Herniation of the intervertebral disc (IVD) may be associated with nerve root compression and biochemical irritation that contributes to inflammatory cell infiltration and associated generation of pain or radiculopathy. Tumor necrosis factor-a (TNFa) is a pro-inflammatory cytokine that is thought to be an early mediator of radiculopathy and neuropathic pain in herniated IVD. TNFa-induced inflammation is regulated by the transcription factor NF-kB, with data showing that NF-kB antagonism can reduce nociceptive pain following peripheral nerve injury. The main hypothesis of work proposed in this NRSA Fellowship is that regional NF-kB activity, determined via noninvasive, longitudinal in vivo imaging, has a direct relationship to rodent function and pain-related behaviors in a model of peripheral nerve injury. The secondary hypothesis is that localized inhibition of NF-kB in the region of nerve injury can modify pain-related behaviors.
In Aim 1, a model of chronic constriction injury (CCI) of the sciatic nerve will be developed in transgenic mice (NFkB-RE-Luc) containing a luciferase NF-kB reporter. Regional NF-kB activity in the nervous system will be monitored longitudinally and non-invasively via in vivo luminescence imaging, along with time-matched measures of function (e.g., gait), pain-related behaviors (mechanical and thermal hypersensitivity, running wheel activity), and characterization of the inflammatory cell infiltrate. Measures of function, pain, and inflammatory cell populations will be correlated with regional NF-kB in the CCI and sham-operated controls in order to evaluate the contributions of NF-kB to symptoms and dysfunction.

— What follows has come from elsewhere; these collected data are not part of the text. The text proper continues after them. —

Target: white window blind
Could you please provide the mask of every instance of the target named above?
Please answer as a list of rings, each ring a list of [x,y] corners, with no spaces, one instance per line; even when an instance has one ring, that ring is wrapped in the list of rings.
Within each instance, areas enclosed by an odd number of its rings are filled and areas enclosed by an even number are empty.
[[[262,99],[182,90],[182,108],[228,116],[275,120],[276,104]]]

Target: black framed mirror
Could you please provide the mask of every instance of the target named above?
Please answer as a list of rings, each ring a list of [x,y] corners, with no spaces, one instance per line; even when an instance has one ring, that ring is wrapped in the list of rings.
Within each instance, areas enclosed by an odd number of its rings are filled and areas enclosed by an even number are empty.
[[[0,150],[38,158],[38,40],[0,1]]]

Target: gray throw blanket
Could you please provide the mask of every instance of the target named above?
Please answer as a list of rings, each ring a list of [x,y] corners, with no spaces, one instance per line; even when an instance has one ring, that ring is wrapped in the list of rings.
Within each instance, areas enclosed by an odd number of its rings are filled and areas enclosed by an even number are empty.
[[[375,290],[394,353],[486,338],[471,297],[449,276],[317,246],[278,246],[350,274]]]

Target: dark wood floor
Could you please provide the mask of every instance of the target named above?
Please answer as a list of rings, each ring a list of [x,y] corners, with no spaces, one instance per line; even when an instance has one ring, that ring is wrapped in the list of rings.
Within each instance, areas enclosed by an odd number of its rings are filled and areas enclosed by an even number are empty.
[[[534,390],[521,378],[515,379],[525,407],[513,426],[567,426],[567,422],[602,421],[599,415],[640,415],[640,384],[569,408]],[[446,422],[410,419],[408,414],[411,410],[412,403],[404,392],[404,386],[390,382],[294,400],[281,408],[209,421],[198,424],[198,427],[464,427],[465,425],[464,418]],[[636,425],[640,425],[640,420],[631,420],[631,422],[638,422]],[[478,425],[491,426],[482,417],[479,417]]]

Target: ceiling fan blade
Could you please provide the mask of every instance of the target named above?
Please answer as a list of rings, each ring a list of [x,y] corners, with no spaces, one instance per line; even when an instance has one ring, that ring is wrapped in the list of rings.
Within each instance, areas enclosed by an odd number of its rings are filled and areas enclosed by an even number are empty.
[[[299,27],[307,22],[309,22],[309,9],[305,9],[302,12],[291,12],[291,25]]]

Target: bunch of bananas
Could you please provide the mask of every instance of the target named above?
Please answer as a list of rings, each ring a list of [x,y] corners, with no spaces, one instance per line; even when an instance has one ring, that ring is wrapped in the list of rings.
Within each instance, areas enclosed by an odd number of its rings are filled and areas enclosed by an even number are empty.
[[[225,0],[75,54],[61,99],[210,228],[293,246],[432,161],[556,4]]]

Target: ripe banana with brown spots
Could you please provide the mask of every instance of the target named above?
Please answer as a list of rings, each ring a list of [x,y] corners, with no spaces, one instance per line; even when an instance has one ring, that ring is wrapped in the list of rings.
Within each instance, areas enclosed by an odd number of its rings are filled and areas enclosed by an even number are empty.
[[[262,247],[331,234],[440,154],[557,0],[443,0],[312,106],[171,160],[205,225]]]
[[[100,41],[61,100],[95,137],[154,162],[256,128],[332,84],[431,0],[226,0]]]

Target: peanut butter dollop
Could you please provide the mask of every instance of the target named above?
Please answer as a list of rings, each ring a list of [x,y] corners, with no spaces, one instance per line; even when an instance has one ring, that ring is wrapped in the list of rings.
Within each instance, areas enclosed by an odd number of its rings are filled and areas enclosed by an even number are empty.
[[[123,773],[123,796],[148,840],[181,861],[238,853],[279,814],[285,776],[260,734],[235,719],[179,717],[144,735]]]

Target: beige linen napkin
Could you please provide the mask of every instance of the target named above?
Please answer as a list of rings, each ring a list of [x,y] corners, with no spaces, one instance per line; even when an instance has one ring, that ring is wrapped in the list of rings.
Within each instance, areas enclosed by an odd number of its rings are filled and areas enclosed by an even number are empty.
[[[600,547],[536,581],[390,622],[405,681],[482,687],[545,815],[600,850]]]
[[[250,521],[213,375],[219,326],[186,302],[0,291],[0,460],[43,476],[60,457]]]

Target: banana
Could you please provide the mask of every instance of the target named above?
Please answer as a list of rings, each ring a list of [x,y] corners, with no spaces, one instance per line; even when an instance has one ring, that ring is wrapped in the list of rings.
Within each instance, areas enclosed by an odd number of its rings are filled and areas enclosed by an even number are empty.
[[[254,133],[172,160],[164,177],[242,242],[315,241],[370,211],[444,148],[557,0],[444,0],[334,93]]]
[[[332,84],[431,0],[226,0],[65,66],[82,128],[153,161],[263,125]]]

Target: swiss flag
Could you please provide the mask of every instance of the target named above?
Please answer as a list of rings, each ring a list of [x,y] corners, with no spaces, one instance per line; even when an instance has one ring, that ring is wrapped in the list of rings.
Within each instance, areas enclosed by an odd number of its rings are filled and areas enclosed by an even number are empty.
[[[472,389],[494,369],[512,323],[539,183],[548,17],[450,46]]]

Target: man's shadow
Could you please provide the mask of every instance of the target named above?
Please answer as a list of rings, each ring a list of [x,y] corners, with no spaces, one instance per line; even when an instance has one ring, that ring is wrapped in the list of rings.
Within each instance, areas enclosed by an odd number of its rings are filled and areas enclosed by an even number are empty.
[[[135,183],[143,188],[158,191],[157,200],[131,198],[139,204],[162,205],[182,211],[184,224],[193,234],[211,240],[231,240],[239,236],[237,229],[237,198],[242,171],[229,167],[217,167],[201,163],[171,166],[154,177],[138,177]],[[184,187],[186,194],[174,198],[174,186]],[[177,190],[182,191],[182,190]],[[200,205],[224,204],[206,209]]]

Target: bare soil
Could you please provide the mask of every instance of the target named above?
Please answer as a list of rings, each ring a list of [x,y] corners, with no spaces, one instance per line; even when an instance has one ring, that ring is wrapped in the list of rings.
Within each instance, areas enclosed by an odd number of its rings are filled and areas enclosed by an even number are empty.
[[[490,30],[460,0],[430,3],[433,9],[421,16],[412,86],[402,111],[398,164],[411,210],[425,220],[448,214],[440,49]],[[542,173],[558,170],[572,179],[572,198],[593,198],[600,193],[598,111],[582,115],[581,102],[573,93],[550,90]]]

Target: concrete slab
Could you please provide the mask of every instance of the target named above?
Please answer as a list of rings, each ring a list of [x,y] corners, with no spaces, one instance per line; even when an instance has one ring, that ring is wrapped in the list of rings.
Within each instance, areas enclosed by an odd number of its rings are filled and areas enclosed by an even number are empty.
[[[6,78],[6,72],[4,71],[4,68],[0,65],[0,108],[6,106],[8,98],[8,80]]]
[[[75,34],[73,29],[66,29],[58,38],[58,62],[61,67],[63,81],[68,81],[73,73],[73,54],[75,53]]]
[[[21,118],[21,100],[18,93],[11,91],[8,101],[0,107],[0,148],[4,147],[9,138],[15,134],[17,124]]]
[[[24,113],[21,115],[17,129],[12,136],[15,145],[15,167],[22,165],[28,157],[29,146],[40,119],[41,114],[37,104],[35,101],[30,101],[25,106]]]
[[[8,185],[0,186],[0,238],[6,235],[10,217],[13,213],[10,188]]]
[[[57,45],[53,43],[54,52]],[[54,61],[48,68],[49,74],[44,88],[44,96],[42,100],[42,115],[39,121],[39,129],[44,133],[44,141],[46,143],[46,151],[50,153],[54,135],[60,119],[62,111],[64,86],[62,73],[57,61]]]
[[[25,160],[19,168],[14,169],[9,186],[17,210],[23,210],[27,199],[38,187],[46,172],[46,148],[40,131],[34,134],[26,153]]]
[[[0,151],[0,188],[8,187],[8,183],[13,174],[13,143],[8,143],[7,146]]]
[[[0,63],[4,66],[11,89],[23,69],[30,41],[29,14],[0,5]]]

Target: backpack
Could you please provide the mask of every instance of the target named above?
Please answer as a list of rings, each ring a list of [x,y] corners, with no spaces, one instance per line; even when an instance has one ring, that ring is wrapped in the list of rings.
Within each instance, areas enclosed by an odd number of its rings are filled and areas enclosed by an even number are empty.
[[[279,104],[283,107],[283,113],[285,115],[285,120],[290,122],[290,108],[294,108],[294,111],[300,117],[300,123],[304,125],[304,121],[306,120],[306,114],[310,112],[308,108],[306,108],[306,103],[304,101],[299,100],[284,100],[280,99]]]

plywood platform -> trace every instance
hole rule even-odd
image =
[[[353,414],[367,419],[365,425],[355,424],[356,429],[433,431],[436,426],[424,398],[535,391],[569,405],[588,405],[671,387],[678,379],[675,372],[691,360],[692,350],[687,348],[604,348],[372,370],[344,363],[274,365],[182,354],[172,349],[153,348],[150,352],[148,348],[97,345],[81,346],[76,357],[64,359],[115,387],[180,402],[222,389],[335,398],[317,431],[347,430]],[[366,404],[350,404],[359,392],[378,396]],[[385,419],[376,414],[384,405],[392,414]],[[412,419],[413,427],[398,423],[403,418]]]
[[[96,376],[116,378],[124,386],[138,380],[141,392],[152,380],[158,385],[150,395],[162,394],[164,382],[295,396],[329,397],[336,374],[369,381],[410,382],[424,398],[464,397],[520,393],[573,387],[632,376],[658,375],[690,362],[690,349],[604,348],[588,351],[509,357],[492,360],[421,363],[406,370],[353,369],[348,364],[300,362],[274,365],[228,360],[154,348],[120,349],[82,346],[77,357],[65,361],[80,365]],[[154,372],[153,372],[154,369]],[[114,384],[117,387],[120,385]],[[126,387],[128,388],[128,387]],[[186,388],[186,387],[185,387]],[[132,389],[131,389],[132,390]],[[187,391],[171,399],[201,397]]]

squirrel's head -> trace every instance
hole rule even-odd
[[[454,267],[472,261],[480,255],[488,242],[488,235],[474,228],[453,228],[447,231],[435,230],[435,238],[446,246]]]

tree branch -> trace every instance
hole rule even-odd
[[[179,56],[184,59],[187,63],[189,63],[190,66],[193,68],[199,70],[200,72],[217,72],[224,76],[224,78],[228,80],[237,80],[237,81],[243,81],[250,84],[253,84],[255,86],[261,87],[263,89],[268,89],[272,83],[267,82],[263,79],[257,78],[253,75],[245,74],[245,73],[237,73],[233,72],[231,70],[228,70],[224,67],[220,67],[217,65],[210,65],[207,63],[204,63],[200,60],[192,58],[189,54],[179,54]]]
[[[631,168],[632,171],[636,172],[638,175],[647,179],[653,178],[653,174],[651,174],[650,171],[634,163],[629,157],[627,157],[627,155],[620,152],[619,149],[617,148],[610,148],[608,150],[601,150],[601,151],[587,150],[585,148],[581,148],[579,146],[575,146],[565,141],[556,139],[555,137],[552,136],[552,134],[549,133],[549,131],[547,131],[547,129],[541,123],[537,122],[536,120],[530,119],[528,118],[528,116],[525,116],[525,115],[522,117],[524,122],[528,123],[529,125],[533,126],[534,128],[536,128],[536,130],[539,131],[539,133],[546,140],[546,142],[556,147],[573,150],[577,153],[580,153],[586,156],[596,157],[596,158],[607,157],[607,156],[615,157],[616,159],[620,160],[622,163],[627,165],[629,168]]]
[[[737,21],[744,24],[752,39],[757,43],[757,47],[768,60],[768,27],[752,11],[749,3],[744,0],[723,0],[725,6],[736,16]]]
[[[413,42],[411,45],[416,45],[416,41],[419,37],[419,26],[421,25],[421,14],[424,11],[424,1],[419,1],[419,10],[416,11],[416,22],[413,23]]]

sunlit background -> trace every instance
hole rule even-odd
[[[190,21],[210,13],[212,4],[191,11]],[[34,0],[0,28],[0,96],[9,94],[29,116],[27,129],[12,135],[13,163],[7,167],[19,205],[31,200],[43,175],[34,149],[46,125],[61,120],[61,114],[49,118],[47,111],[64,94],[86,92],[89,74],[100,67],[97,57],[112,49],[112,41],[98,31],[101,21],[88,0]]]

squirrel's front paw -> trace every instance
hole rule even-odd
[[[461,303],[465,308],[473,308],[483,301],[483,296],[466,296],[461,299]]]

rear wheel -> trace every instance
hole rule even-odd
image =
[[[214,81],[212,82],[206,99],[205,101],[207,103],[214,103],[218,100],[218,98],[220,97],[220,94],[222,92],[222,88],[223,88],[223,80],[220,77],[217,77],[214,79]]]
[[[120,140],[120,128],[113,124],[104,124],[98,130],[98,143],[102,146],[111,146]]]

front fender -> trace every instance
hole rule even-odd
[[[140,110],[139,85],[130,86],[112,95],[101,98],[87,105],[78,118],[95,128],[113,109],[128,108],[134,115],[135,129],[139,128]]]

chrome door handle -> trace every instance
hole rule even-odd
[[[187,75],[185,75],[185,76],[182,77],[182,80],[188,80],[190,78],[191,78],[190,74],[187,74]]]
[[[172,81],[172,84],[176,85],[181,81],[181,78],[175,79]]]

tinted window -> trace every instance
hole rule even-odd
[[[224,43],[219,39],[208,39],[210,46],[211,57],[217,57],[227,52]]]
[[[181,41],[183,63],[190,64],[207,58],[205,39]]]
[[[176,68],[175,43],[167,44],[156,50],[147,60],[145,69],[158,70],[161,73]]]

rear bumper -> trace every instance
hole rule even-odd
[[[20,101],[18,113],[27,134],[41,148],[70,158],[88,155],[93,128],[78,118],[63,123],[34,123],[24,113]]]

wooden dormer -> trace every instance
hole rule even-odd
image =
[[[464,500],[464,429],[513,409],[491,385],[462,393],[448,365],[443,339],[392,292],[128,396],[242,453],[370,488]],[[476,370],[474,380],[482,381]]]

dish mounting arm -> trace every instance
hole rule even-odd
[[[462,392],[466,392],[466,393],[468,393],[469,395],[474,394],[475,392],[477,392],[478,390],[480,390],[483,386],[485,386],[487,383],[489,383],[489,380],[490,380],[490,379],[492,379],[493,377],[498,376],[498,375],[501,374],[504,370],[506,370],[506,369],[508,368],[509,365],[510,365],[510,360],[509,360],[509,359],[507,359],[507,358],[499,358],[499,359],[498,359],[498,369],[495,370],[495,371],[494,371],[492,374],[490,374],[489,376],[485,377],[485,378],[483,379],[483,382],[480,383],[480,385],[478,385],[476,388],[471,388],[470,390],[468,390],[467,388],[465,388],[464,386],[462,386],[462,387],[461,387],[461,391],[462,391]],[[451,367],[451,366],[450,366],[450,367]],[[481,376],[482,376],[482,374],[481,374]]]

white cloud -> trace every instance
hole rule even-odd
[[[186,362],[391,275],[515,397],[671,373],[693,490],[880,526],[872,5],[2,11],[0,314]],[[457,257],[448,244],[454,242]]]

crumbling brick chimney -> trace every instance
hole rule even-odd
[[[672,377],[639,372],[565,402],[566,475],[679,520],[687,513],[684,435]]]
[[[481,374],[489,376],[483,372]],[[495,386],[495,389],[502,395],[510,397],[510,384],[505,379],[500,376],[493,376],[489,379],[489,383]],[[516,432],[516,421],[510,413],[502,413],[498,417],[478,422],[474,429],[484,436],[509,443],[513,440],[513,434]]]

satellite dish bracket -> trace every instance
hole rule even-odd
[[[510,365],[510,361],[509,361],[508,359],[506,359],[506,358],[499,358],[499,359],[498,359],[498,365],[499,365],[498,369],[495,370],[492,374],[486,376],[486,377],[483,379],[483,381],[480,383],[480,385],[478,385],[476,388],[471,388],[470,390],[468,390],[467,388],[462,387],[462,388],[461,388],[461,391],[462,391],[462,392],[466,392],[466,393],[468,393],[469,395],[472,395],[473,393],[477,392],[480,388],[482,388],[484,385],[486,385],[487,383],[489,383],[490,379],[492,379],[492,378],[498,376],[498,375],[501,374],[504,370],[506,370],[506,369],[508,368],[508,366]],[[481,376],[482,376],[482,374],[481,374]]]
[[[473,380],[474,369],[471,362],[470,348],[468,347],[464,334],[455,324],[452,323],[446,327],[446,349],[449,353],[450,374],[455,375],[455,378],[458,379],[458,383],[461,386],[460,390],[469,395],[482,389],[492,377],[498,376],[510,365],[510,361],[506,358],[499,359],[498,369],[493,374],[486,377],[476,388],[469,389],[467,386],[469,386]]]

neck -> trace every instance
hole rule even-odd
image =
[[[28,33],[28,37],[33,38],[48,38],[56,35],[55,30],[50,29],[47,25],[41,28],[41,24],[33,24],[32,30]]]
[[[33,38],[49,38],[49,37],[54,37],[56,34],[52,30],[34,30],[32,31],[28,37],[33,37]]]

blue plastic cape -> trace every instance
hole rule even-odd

In Aim 2, the therapeutic efficacy of curcumin as an NF-kB inhibitor will be evaluated following CCI via noninvasive, in vivo imaging and markers of function and pain-related behaviors. Curcumin depots will be delivered perineural to the sciatic nerve following CCI in NFkB-RE-Luc transgenic mice, and mice will be tracked longitudinally for NF-kB activity via in vivo luminescence imaging. A separate set of animals will be similarly studied following CCI and perineural delivery of the specific NF-kB inhibitor, SC514. Measures of function, pain behaviors, and inflammatory cell characterizations will be obtained at all times and examined for correlations with NF-kB activity in both models, in order to assess an ability for local curcumin delivery to antagonize NF-kB activity, as well as symptoms and dysfunction associated with CCI. The applicant will work with the Sponsor and mentoring team to learn new techniques in state-of-the-art in vivo imaging, gait analysis, and pain assessments that will advance both the applicant's career and the translation of imaging and functional biomarkers for the study of musculoskeletal disease. The applicant will obtain broader training in research methodology, animal models, grant and manuscript preparation and responsible conduct in research that will prepare him for an academic career in bioengineering.
This project will investigate the contributions of a molecule regulating neuroinflammation, NF-kB, on function and pain following peripheral nerve injury. Noninvasive and longitudinal in vivo imaging will be used to monitor NF-kB activity in a model of peripheral neuropathy and to relate its activity to measures of gait and pain-related behaviors. A goal of this project is to develop in vivo imaging as a biomarker of neuropathy, with potential to impact the clinical treatment of radiculopathy in human subjects.